Why is it that almost all of us prefer the music that was fashionable when we were in our teens to anything on the hit parade today? (Do they still have a hit parade? Once, with my ear glued to my transistor radio in my purple painted bedroom, with the fringed Tiffany lamps and collage of fashion spreads from Dolly magazine pasted to the wardrobe doors, I knew not just every song on the charts, but where they sat.)
Perhaps because it is in our teens that we begin to be able to make our own decisions about what we like and don’t like. In our teens we begin to separate ourselves from our parents, and music is a particularly effective way of creating a boundary between what we in the ’70s used to call “the olds” and ourselves.
My parents hated my music and I hated theirs. I hate the music my kids listened to and they roll their eyes at mine. And that is the way things should be. Much as my kids don’t care if they never hear Ode to Billie Joe again as long as they live (particularly while I insist on singing along with it), they pour even more scorn on people of my generation who try to engage them in conversation about contemporary bands.
When we are emerging from childhood and starting to build the person we will one day become, music serves as both a rebellion and a guide. It is how we begin to identify ourselves with our own generation. I am a tail-end Boomer and that is exactly what my musical tastes say about me. You can roll your eyes all you want but Lou Reed’s Perfect Day will play at my funeral, no matter how much younger mourners may groan. Just be grateful that I won’t be able to sing along.
There are other things that don’t change for most of us. Comedy, like music, seems to be very much of its time. I love Monty Python, Fawlty Towers, Yes Minister and Get Smart.
My kids can’t see the joke. However, I also enjoy a lot of contemporary comedy, particularly the recent explosion of female-driven humour.
Women comics hardly existed when I was young. I laugh just as hard at Tina Fey, Amy Poehler, Amy Schumer and Sarah Silverman as my children do, and the late Joan Rivers united us all in adoration.

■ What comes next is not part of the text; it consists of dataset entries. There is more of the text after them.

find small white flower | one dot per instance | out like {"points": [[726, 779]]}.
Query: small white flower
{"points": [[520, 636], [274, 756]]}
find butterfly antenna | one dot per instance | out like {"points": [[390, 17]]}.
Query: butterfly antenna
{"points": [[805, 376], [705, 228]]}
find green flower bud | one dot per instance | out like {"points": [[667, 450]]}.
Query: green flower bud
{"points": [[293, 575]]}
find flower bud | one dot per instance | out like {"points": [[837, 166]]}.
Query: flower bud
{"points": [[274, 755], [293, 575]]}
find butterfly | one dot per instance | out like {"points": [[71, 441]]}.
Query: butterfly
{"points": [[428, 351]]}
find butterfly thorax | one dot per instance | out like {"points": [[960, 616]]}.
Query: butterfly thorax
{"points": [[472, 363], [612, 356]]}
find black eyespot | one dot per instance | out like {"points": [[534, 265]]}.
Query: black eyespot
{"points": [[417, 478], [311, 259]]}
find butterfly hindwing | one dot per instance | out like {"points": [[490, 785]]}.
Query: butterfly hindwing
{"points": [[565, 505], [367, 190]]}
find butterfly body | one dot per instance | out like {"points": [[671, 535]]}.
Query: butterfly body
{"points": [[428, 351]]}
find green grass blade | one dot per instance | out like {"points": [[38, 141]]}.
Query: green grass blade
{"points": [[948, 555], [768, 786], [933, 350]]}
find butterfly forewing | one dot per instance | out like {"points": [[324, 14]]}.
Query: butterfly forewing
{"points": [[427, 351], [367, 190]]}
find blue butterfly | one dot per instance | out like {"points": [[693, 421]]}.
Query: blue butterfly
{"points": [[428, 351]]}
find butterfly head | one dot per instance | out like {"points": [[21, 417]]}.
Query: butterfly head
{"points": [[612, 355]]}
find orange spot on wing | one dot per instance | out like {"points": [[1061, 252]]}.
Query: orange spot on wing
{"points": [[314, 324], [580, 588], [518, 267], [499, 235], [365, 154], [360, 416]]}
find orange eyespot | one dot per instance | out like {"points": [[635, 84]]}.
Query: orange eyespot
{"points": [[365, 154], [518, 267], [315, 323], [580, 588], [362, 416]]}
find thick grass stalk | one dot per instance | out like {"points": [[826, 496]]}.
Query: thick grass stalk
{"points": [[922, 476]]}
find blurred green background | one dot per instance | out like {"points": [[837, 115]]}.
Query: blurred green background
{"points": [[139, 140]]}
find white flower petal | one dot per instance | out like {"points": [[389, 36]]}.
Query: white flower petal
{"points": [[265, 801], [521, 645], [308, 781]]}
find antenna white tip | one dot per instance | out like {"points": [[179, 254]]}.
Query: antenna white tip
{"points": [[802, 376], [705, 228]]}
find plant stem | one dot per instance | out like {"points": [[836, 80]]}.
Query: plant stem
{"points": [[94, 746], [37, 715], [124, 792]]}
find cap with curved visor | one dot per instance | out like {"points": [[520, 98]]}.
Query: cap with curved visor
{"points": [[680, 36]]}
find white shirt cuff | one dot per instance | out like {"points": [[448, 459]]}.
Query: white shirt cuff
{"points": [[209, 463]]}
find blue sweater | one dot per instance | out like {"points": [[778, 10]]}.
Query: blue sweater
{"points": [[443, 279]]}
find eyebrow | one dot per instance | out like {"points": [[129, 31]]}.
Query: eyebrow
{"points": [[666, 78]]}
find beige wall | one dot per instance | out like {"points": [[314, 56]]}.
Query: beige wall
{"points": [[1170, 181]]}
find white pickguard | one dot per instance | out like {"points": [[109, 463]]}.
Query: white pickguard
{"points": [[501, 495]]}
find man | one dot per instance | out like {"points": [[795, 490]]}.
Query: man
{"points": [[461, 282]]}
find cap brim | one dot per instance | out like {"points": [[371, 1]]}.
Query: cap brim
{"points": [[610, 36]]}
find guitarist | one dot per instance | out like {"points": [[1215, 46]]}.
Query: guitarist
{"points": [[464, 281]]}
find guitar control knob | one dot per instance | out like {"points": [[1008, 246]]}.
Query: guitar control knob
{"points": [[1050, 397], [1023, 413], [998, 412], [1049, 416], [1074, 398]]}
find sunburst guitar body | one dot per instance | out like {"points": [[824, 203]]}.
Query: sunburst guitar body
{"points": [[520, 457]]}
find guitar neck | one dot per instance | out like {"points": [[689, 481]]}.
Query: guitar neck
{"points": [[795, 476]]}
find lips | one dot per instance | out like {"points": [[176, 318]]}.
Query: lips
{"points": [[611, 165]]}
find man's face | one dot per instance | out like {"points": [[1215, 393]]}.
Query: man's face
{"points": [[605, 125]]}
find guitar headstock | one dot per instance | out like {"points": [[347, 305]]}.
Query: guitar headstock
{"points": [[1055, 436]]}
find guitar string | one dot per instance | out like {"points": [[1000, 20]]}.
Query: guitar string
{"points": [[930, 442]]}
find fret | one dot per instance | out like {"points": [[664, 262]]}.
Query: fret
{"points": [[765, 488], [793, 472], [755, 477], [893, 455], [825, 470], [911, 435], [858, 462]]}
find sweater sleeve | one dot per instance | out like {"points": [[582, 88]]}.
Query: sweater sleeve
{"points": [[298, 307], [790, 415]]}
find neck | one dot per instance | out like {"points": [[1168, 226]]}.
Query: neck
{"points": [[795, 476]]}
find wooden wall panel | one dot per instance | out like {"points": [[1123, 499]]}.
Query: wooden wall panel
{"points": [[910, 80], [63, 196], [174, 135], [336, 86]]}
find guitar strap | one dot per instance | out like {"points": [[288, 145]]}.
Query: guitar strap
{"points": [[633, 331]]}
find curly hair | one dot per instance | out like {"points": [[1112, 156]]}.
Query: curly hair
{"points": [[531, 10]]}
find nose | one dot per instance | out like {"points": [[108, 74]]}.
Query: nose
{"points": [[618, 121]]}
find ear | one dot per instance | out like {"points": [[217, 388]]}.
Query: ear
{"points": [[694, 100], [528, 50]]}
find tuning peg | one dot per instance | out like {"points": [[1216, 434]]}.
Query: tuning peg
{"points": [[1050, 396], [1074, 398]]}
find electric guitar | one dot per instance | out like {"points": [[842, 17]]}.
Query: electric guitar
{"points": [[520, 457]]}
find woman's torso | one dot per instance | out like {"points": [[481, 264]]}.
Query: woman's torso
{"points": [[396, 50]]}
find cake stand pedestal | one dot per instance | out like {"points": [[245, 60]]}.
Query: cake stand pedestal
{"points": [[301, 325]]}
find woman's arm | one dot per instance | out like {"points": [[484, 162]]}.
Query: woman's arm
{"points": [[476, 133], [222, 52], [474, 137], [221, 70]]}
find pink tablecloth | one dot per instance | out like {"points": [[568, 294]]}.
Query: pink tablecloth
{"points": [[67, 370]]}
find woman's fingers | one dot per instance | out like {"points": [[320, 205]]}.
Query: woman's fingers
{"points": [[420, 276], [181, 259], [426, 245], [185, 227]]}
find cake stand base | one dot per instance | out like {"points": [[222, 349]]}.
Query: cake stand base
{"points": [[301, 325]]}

Another frozen-in-aspic-from-myearly-teens identifier is an exclusively female item. The brand of tampons that was cool when you got your fi rst period (it was Meds for me) is likely to be the one you are still using when you get your last. Maybe for blokes it is the brand of condoms they finagled their older brother into buying so they could have the tell-tale round shape showing through the back pocket of their tight-around-the-bum, flaredfrom-the-thigh Amcos.
Deodorant is another product that may have a similar life-long trajectory. There was a particularly cheeky ad for Mum roll-on (“I can get by without my boyfriend … but I can’t get by without my Mum”) when I was young. Guess which brand I still prefer?